Neil Quilter

No. 58, 65
- Position: Offensive guard

Personal information
- Born: August 24, 1956 (age 70) Vancouver, British Columbia, Canada
- Listed height: 6 ft 2 in (1.88 m)
- Listed weight: 250 lb (113 kg)

Career information
- High school: Notre Dame (Vancouver)
- University: UBC
- CFL draft: 1978: 1st round, 6th overall pick

Career history
- Winnipeg Blue Bombers (1978)*; Saskatchewan Roughriders (1979–1986); Winnipeg Blue Bombers (1987);
- * Offseason or practice squad member only

= Neil Quilter =

Canadian football player (born 1956)

Neil Quilter (born August 24, 1956) is a Canadian former professional football offensive guard who played nine seasons in the Canadian Football League (CFL) with the Saskatchewan Roughriders and Winnipeg Blue Bombers. He played college football at Weber State College and the University of British Columbia.

==Early life and college==
Neil Quilter was born on August 24, 1956, in Vancouver, British Columbia. For high school, he attended Notre Dame Regional Secondary School in Vancouver.

Quilter first played three years of college football for the Weber State Wildcats of Weber State College. In 1977, he played his final year of college football with the UBC Thunderbirds of the University of British Columbia.

==Professional career==
Quilter was selected by the Montreal Alouettes in the first round, with the sixth overall pick, of the 1978 CFL draft. He did not report to the Alouettes after turning down their contract offer. Montreal head coach Bob Geary said "I offered him a good base salary, a signing bonus and the contract was for two years." In June 1978, it was reported that Quilter had changed his mind and would report to Montreal. However, in August 1978, he signed a five-day trial with the Winnipeg Blue Bombers.

Quilter signed with the Saskatchewan Roughriders in 1979. He became a starter during his rookie year in 1979. He was temporarily suspended from the team in 1982 after trying to hold out for more money by not reporting to training camp. He ended up dressing in 13 games during the 1982 eeason. Quilter requested a trade in July 1984, stating that he was tired of losing. He missed most of the 1984 season due to a broken leg. He dressed in 11 games in 1986 and was diagnosed with turf toe during the season. However, he played through the pain, causing his big toe to become swollen and arthritic. It required surgery, causing him to miss the rest of the season and putting his career in doubt. Quilter dressed in 106 games overall for the Roughriders from 1979 to 1986. He was released by Saskatchewan on May 19, 1987, after refusing to take a paycut.

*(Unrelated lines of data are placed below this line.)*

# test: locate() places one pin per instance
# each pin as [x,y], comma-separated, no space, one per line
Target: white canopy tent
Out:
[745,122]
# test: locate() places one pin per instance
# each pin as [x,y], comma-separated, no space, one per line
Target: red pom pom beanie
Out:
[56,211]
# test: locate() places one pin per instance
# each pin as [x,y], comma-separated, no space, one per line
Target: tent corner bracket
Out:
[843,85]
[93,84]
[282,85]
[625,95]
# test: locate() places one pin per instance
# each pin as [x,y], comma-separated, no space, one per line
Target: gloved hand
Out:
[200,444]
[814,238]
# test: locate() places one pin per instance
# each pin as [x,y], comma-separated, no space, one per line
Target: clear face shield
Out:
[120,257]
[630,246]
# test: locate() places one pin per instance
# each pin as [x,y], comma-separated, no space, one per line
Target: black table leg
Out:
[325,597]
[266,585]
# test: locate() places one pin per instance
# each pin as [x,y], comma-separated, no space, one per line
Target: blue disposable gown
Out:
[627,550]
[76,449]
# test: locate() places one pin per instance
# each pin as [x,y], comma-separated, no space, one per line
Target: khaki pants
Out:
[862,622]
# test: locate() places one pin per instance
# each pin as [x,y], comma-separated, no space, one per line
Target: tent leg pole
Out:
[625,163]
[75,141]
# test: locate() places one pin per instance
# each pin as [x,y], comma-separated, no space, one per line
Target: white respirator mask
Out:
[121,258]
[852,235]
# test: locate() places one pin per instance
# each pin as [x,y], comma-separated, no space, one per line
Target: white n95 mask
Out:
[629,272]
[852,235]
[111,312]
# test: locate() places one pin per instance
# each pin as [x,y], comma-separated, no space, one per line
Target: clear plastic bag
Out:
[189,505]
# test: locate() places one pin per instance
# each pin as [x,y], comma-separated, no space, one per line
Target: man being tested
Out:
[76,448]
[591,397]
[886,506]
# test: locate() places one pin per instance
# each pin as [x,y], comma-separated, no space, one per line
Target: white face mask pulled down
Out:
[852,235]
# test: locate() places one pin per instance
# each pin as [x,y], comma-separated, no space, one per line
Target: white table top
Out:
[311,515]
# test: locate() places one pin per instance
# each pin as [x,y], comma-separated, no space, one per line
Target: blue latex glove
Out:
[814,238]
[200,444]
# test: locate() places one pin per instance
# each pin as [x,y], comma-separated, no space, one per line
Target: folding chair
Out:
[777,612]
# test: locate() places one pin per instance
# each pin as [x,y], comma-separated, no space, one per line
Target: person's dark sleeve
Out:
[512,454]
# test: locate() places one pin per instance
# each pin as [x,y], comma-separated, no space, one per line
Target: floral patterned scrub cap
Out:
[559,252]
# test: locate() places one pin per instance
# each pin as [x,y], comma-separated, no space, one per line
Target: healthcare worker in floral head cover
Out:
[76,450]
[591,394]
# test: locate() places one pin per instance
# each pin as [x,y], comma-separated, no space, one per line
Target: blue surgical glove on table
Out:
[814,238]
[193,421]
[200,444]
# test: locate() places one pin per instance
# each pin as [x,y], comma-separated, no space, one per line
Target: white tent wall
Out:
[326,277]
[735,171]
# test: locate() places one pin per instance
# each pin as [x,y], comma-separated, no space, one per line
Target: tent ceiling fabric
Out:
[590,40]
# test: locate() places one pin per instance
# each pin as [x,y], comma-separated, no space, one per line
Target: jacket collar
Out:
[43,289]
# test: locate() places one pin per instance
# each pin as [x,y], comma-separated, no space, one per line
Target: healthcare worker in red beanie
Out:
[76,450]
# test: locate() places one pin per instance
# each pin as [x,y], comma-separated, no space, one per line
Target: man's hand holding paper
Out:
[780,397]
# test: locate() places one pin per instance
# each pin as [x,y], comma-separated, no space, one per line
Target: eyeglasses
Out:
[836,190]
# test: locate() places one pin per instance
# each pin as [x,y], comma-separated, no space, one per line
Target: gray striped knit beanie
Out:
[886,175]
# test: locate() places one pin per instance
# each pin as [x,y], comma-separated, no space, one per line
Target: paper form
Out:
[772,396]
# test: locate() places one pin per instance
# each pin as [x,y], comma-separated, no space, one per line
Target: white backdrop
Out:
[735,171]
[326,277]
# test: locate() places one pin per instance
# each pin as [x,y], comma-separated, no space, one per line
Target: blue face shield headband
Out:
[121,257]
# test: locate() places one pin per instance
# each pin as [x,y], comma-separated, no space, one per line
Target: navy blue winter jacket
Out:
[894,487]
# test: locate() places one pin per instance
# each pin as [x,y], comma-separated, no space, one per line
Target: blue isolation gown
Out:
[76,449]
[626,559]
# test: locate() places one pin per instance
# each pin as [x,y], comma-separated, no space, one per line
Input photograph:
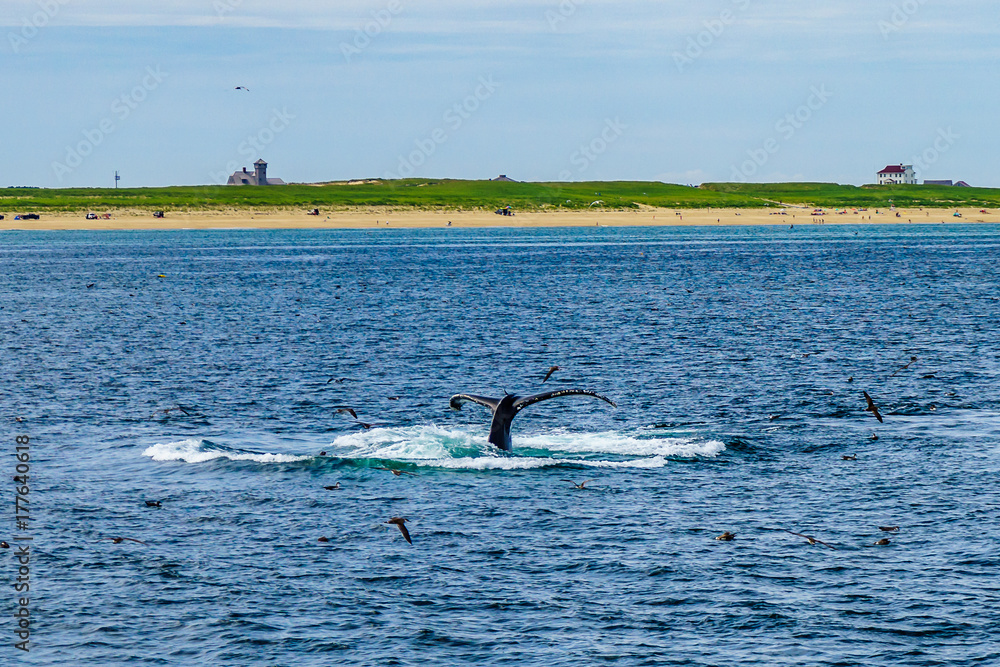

In June 1987, Quilter signed with the Blue Bombers during training camp after Richard Nemeth suffered a season-ending injury. Quilter played in the first game of the season, and then left the team without telling anyone. His toe injury from the year before had reportedly still been bothering him. Quilter was placed on Winnipeg's suspended list. On July 21, Blue Bombers players hung his helmet and uniform above the Winnipeg Stadium scoreboard on a flagpole during practice.

==Personal life==
Quilter lived in Texas during the CFL offseasons. His father, Chuck Quilter, played in the NFL and CFL.